My graduation, twenty-five years ago (and I was not baptized), is beside the point; it’s as obsolescent as Betamax at this time, but that crowd…that crowd…
That crowd disappointed me extremely. I counted only three student’s names of that some three hundred that I couldn’t make out, but three student’s parents wouldn’t have heard that name announced as an achievement of years of their parents’ labor and possible urging, pushing, tutoring, and gods know what. Take a moment. Who knows what these parents may have gone through to get their child to this point? It doesn’t matter if they did or didn’t. They might have. Until we know that they skipped every moment of merit they deserve our respect of trying. Defaulting to the idealism of parents wishing the best for their children seems to me a decent approach.
Then again maybe I’m overreacting. Maybe it’s not a big deal. Maybe the guests of those three students weren’t let down by that crowd. Maybe the guy behind me who wore his hat throughout it all didn’t step on anyone’s toes as cheapening the event, but in my ears, clanging with every name and diploma, was the complete and utter disregard for people with whom those clamoring could not envision as having the same pride and utter joy as their own; a complete lack of concern for anyone else attending for precisely the same reason they were there: to celebrate a child’s or loved one’s accomplishment.

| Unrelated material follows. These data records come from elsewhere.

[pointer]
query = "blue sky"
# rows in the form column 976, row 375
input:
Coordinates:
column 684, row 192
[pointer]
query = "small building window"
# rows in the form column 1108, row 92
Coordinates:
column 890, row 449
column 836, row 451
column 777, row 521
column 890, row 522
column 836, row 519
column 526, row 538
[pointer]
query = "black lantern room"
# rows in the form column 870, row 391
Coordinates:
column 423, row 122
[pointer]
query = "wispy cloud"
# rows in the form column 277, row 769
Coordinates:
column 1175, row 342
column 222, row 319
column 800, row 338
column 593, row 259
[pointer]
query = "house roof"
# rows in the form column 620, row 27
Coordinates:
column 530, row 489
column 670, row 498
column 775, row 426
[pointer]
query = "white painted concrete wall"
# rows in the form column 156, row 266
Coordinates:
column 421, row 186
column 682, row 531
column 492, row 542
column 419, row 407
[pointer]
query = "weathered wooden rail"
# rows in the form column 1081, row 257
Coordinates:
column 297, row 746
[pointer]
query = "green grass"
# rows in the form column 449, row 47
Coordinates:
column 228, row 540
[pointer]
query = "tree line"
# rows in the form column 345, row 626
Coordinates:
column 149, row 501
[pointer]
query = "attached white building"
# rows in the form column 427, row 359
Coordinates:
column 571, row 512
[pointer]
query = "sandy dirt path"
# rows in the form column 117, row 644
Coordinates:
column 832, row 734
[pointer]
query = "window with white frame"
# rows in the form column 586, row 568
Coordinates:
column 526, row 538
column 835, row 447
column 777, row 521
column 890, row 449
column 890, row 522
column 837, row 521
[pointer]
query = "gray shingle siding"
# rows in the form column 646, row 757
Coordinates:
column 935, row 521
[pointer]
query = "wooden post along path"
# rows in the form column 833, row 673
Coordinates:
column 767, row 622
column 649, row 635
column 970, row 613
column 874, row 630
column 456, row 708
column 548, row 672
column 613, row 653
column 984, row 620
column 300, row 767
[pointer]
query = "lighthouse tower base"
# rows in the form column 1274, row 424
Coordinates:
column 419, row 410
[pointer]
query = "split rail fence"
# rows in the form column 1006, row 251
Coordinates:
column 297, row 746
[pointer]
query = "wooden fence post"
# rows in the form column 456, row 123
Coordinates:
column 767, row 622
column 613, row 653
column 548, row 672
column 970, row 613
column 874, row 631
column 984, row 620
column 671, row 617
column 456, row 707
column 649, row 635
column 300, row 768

Am I so old? Is this a dated idealism? Have I lost touch? Do I expect too much? I’ll yell and even hoot at a concert. I’ll take off my shirt and vest at a party. I’ll say fuck in front of the k-i-d-s. I’ll even take the last hot dog at a picnic, but I do try to not take away from another’s experience simply because I won’t see them tomorrow.
Previously I’ve talked about instituting four legal clubbings a year. One smack with a blunt, heavy object every season for whatever reason. I’m convinced that a polite manner towards strangers would necessarily ensue. Again, I could be wrong (I often am).
I’m sure I’m a little too idealistic. The crush of crowds funneling towards a narrow stairs at that event would never, ever turn into a revolving cascade of “no, no, after you,” but…Jesus, have I become so cranky? Can I have become so naive?
Here’s my deal: when I’m dealing with you I promise to keep in mind that your situation is beyond me. I’ll keep second guessing myself before jumping to the conclusion that you’re just another asshole until and unless you prove yourself to be just another asshole. In return for not being an asshole to you I would absolutely love for you to treat me the same. Here’s the kicker: it costs none of us nothing; not a goddamned thing except some occasional moment in line at a supermarket and in a parking lot or two and we get the added benefit of focusing our energies on those that are, indeed, proving themselves to be just another asshole.
And three more childrens’ parents get to hear their children’s names called out to a thousand people at graduation, reinforcing the lesson to a special six year old that people he doesn’t know and will not see tomorrow or the next day deserve at least the reasonable doubt that their wishes are just as important as his on some level.
*And, Jesus, Gods, Loki, Coyote, and who knows what, how do you commend a girl that you love whom you did not raise, did not sire, were not there for any of her youth? At nearly forty I know now that love is not limited by giving. At nearly forty I know that eighteen and six is even further from me as when I wanted to dye my hair blue to my current state of being okay with grey (or gray). For all my six and five rolls of the dice, I’ve no clue how to project this love with the assurance that it needs to be benefited from. I can only point and say, “Look! Look! There it is!”